- Born: Delhi, India
- Education: Indian Institute of Management Calcutta
- Occupation: Model
- Title: Mrs India 2015, Mrs Earth 2016

= Priyanka Khurana Goyal =

Indian model

Priyanka Khurana Goyal is an Indian model, actress, the winner of the Mrs. Earth 2015 pageant, and Mrs. India Queen of Substance beauty competition, 2015. She graduated from IIM Kolkata and worked at Nomura Securities as Managing Director before founding Yuvaap, health and wellness initiative specialising in weight management, stress-relief, hormonal issues and diabetes. The founder - actress also volunteers at the Tata Memorial Cancer Hospital.
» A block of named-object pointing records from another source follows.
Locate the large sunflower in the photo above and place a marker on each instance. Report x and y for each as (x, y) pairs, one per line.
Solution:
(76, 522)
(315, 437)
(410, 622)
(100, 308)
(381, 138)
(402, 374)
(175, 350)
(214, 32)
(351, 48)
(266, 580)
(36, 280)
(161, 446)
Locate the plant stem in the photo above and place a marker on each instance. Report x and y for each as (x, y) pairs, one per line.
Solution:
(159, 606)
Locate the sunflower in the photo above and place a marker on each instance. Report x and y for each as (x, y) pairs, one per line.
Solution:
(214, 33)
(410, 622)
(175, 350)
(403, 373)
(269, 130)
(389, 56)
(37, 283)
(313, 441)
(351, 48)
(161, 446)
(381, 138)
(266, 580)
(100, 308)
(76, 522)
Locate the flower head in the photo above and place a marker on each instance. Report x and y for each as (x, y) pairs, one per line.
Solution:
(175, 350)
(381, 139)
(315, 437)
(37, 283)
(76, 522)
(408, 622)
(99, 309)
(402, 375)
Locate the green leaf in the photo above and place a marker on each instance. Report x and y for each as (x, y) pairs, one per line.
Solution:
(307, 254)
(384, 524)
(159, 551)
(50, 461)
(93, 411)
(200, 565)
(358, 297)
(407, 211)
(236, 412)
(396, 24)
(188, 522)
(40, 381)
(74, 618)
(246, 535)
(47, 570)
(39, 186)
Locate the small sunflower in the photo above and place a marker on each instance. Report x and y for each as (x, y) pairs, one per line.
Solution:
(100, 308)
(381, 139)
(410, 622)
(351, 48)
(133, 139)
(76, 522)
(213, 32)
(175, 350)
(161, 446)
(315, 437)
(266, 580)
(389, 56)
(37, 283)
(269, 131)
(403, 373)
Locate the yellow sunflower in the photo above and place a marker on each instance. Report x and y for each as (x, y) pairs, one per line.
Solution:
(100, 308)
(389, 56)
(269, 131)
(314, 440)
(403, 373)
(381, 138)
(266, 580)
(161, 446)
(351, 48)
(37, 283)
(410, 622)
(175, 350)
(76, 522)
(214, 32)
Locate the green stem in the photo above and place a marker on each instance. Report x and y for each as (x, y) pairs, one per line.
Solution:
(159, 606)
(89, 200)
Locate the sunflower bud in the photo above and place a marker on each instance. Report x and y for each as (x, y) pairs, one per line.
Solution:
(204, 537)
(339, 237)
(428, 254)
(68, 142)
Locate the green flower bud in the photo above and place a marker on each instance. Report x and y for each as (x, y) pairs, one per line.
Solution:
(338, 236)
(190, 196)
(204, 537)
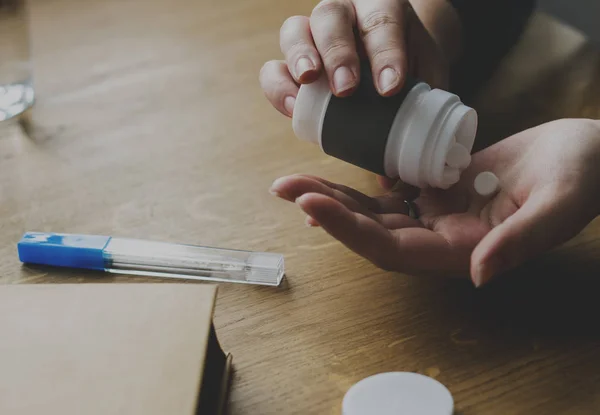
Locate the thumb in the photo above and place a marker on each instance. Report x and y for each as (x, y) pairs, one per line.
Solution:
(548, 218)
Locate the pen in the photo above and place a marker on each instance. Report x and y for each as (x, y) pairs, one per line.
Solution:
(150, 258)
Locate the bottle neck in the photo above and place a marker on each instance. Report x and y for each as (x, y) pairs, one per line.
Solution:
(431, 139)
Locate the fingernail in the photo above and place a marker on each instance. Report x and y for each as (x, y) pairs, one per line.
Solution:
(486, 271)
(304, 65)
(388, 80)
(343, 79)
(288, 104)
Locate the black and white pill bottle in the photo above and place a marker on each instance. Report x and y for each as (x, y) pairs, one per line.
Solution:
(422, 136)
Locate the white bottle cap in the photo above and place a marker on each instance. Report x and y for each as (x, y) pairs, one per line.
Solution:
(398, 393)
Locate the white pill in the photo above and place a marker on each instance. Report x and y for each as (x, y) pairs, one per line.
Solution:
(486, 183)
(398, 393)
(458, 157)
(451, 176)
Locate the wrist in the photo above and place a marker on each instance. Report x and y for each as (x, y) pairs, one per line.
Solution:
(443, 23)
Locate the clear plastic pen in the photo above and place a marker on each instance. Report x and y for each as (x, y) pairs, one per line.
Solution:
(150, 258)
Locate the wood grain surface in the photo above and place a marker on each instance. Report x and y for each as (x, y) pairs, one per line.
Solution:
(150, 123)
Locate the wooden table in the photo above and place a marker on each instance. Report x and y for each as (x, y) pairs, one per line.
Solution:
(151, 124)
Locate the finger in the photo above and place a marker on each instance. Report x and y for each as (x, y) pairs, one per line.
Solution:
(279, 86)
(408, 250)
(386, 183)
(359, 233)
(394, 221)
(292, 187)
(332, 23)
(298, 47)
(381, 29)
(288, 188)
(544, 221)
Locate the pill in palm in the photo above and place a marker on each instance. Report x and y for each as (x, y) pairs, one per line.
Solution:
(486, 183)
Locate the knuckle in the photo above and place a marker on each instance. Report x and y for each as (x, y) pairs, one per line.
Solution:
(338, 8)
(383, 54)
(377, 21)
(296, 47)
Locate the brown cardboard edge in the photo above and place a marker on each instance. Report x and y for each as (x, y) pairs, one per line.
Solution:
(225, 384)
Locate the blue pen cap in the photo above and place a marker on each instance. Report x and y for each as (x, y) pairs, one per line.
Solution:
(63, 250)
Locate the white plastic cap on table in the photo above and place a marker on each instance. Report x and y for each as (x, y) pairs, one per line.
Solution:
(398, 393)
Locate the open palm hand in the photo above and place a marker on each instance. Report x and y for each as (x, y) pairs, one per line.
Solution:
(549, 177)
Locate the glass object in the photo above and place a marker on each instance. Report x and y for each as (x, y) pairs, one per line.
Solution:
(150, 258)
(16, 84)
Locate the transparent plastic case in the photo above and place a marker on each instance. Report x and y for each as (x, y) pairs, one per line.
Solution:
(130, 256)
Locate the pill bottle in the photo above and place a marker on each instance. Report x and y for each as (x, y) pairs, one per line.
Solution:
(422, 136)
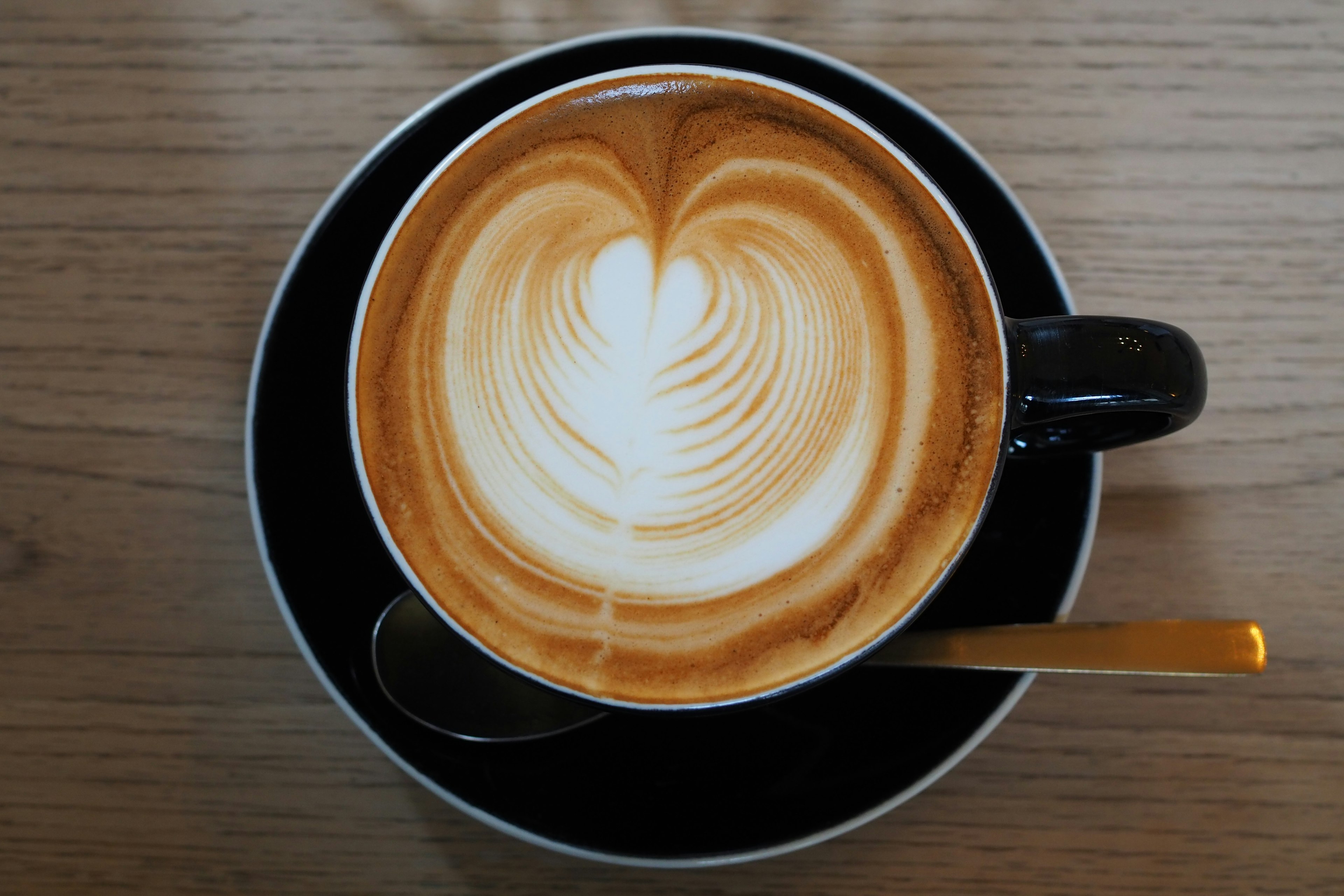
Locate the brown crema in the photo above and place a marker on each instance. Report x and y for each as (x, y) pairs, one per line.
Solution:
(678, 389)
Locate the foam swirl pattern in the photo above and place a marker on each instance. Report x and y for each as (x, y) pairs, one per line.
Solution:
(668, 429)
(668, 391)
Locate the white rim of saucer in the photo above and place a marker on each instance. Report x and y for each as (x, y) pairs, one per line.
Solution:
(306, 649)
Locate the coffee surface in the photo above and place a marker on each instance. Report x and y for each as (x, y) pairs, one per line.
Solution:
(678, 389)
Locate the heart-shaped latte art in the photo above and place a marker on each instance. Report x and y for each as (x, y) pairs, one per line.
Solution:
(667, 422)
(677, 389)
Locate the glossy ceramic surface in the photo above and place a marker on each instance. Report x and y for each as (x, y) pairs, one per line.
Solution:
(639, 790)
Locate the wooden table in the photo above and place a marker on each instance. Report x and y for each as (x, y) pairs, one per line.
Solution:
(160, 159)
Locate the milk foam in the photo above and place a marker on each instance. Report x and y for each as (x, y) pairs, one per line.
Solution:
(677, 433)
(677, 389)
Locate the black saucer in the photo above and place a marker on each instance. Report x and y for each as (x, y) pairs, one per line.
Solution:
(654, 792)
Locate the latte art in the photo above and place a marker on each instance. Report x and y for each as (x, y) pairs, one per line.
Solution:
(677, 389)
(670, 428)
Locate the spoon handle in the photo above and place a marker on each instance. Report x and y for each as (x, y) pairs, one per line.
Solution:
(1159, 648)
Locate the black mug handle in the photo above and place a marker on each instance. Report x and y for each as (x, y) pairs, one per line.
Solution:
(1094, 383)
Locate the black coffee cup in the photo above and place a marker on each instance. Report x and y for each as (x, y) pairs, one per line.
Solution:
(1070, 385)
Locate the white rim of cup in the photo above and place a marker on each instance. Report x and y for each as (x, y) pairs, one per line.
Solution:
(292, 622)
(729, 75)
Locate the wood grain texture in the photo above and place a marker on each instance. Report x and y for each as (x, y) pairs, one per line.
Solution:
(159, 731)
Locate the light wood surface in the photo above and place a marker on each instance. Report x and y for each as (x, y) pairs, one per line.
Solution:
(159, 731)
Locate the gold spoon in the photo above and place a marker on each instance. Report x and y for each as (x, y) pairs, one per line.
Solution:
(1162, 648)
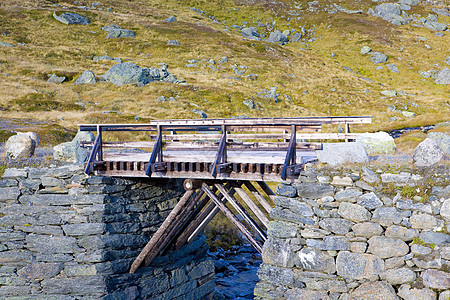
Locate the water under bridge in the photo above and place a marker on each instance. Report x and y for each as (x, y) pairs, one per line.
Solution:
(224, 161)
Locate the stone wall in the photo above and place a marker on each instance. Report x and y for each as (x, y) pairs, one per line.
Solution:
(67, 236)
(359, 234)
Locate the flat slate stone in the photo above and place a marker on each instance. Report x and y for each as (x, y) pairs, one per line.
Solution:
(71, 19)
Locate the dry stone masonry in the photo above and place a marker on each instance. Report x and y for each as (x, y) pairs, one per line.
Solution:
(359, 234)
(67, 236)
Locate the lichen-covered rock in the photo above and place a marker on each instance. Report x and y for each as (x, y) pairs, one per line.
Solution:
(71, 19)
(378, 290)
(87, 77)
(385, 247)
(427, 153)
(357, 266)
(377, 143)
(21, 145)
(406, 293)
(436, 279)
(314, 260)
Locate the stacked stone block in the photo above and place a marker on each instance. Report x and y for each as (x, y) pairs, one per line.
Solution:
(64, 235)
(353, 234)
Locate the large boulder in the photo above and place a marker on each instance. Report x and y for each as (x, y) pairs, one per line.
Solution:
(336, 154)
(277, 37)
(72, 151)
(21, 145)
(442, 139)
(427, 153)
(126, 73)
(377, 143)
(71, 19)
(87, 77)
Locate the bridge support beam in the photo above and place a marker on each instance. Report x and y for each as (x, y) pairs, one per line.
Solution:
(202, 200)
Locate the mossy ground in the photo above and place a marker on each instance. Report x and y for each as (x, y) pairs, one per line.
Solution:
(317, 83)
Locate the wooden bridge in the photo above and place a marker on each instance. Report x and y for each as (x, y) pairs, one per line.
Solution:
(224, 161)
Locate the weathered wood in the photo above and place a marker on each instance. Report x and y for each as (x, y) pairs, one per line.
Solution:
(253, 207)
(247, 218)
(232, 218)
(266, 189)
(165, 225)
(258, 196)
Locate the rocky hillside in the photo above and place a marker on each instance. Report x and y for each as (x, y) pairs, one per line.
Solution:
(69, 62)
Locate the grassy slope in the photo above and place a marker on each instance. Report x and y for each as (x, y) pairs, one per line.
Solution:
(320, 85)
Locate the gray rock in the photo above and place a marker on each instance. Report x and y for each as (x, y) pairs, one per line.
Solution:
(436, 279)
(365, 50)
(442, 76)
(170, 19)
(71, 19)
(21, 145)
(442, 139)
(405, 292)
(39, 270)
(173, 43)
(120, 33)
(370, 201)
(281, 230)
(349, 194)
(125, 73)
(348, 153)
(56, 79)
(355, 266)
(286, 190)
(367, 229)
(353, 212)
(374, 290)
(296, 37)
(329, 243)
(3, 44)
(401, 233)
(335, 225)
(385, 247)
(436, 238)
(435, 26)
(277, 252)
(377, 57)
(369, 176)
(314, 190)
(277, 37)
(111, 27)
(387, 216)
(313, 260)
(399, 276)
(250, 32)
(88, 77)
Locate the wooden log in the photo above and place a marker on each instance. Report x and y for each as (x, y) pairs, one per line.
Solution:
(232, 218)
(165, 225)
(258, 196)
(248, 219)
(254, 208)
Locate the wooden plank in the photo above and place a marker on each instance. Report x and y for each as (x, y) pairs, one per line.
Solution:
(254, 208)
(164, 226)
(258, 196)
(232, 218)
(248, 219)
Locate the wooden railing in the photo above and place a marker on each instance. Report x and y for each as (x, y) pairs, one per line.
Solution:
(193, 137)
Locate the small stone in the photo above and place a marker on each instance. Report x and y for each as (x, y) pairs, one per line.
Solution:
(367, 229)
(399, 276)
(365, 50)
(385, 247)
(353, 212)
== Early life and education ==
Priyanka was born and raised in Delhi. She completed her master's degree in business administration from IIM Kolkata. After that, she went to work in investment banking as an executive director at Nomura Securities. Priyanka currently works as the managing director at Nomura India.

== Pageantry ==
Priyanka won the Mrs. India Queen of Substance beauty competition, in 2015. She is also the winner of Mrs. Earth 2015–2016, held at the Grand Palladium Jamaica Resort. The pageant had participants from 20 countries. The contestants were judged based on their intelligence, beauty, and social work. Priyanka was the first Indian to win this title. After winning the title, Priyanka started her fashion line. She has modeled for famous designers such as Manish Malhotra and Shaina NC.

== Acting debut ==
Priyanka made her acting debut in 2020 with the short film "An Indian Girl". The film was produced by VPR Entertainment. Film is also Available on "Hotstar "

Priyanka was also Featured in a Music Video "Tere aane se Phele " by Zee music Company in 2021.